The article says cash carriers went away due to 1. pneumatic tubes, and 2. automatic counter registers. However, pneumatic tubes isn't much of an answer, because that's just a different way of rapidly transporting cash, and those are now gone as well.

So presumably the real answer has to be these "automatic counter registers". But the article never elaborates on what those are. How does an automatic counter register differ from earlier cash registers, and why was it that without them one needed a rapid cash transport method?

3 comments

The idea seemed to be that the customer could check out with clerks around the store, but the cash was stored and counted in a secure area by trusted employees.

A decline in robberies probably also helped. Department stores like Sears and Macy's now have distributed cash registers around the store, sometimes in low traffic areas, but I've never heard of them getting robbed.

I suspect that in the past stores had more staff and more different departments, which were each smaller. Think more like market stalls. Each department might not have staff dedicated to payments, but instead roving salespeople designed to advertise the benefits of goods, and then to complete the sale there and then on the shop floor.

These salespeople probably weren't paid well, or identified well, so the shipowner couldn't trust them. Instead, for every payment, they need to get a receipt from a central place, which prevents any dishonesty.

I used to work at Walmart. It wasn't uncommon for someone to go in with a crowbar at an unused register and take something. It just doesn't make the news. That's why they are always emptied on a regular schedule.
The real difference is that more transactions are cashless EFTPOS now.

> So presumably the real answer has to be these "automatic counter registers". But the article never elaborates on what those are.

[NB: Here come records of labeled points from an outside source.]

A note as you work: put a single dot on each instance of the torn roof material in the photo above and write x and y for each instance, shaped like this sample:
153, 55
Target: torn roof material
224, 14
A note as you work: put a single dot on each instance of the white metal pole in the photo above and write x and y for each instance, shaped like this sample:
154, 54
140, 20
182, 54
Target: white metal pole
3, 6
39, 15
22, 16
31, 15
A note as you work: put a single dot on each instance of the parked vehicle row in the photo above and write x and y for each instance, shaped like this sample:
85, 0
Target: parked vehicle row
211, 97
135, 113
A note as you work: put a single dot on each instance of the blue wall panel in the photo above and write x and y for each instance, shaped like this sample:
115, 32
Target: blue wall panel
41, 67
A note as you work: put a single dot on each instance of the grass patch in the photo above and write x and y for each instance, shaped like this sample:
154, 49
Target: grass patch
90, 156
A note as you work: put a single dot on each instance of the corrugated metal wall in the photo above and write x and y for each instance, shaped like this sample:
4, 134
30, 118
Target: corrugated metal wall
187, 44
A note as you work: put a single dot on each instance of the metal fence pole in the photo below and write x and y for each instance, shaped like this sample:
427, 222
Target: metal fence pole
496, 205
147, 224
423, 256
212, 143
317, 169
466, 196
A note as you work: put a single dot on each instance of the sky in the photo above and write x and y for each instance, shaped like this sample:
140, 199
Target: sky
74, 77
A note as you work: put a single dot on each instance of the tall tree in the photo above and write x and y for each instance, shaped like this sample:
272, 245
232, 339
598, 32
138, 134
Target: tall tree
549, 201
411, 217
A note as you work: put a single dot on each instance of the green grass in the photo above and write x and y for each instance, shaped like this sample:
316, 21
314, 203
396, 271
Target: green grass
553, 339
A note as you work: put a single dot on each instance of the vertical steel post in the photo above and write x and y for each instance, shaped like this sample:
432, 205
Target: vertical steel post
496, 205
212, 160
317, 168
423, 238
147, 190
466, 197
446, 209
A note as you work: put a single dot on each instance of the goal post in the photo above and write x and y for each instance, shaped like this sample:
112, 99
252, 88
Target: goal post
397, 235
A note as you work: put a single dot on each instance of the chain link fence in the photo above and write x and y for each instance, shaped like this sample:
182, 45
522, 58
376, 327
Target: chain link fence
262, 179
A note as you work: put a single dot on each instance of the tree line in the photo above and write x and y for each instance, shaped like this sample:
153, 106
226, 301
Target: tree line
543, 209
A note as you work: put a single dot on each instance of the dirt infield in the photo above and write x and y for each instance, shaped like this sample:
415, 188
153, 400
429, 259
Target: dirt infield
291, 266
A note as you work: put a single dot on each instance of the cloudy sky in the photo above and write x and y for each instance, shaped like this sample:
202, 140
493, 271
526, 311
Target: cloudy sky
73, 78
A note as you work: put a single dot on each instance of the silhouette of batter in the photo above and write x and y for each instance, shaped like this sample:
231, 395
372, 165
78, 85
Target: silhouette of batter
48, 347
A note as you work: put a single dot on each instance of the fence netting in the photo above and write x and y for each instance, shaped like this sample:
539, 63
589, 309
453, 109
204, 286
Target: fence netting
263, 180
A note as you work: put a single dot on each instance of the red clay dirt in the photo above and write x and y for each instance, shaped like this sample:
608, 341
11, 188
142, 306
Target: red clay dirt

I'm not precisely sure, but having worked in POS systems I can hazard a guess: systems which record a cumulative total of transactions, linked to the employee working the register. Someone will clock in, count the contents of the drawer (A), ring up some stuff over a shift (B), then cash up at the end (C); and A + B should equal C.

This still doesn't obviate the need to move cash around (which is also entered on the register), and some supermarkets still have pneumatic systems.

I don't believe that pneumatic tubes are gone.

Less than a decade ago they were still in use in stores in the UK and I'm not sure what would have replaced them.

A cash register slowly fills with money and there's theft risk. It's more secure to transport cash via the tube than to have staff members walking around with hundreds or thousands of pounds to the back of the store and up to a cash office.